Why ‘breast is best’ can send a harmful message: ‘If your baby needs more, they need more’

From the article:

She says her pediatrician told her she could either formula feed or wait for her milk to come in at day four or five. “Wanting badly to succeed in breastfeeding him, we went another day unsuccessfully breastfeeding and went to a lactation consultant the next day who weighed his feeding and discovered that he was getting absolutely no milk,” del Castillo-Hegyi — who co-founded the nonprofit Fed Is Best Foundation in 2016 with Jody Segrave-Daly, a veteran nursery and NICU nurse and retired international board certified lactation consultant — shared in a 2015 blog post. “When I pumped and manually expressed, I realized I produced nothing.”

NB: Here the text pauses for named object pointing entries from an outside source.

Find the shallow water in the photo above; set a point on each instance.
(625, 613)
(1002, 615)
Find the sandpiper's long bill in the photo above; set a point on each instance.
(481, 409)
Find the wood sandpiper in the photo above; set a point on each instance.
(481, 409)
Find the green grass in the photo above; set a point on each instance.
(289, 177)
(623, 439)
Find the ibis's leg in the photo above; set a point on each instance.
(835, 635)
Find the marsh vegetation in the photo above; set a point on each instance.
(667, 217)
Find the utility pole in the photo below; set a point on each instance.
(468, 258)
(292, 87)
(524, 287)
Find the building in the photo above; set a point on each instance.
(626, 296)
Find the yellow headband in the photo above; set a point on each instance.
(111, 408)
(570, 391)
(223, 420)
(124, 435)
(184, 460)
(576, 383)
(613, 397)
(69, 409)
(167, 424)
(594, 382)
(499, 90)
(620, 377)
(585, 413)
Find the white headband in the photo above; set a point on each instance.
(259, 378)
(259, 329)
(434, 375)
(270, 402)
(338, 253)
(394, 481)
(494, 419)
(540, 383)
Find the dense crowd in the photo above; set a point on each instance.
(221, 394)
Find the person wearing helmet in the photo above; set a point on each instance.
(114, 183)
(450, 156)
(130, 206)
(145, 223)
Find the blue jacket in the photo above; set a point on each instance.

She wrote that following the breastfeeding guidelines and her pediatrician’s advice “resulted in my child going four days with absolutely no milk intake requiring ICU care.” Her son experienced hypoglycemia (low blood sugar) and severe dehydration due to “insufficient milk intake from exclusive breastfeeding in the first days of life,” she wrote, adding that her son was subsequently diagnosed with multiple neurodevelopmental disabilities, which del Castillo-Hegyi attributes to the lack of milk.

“What I unwittingly did to my son was what I thought was best at the time — what I was taught was best,” del Castillo-Hegyi, who eventually was able to produce enough milk to exclusively breastfeed her son for several months, followed by supplementing with formula, tells Yahoo Life.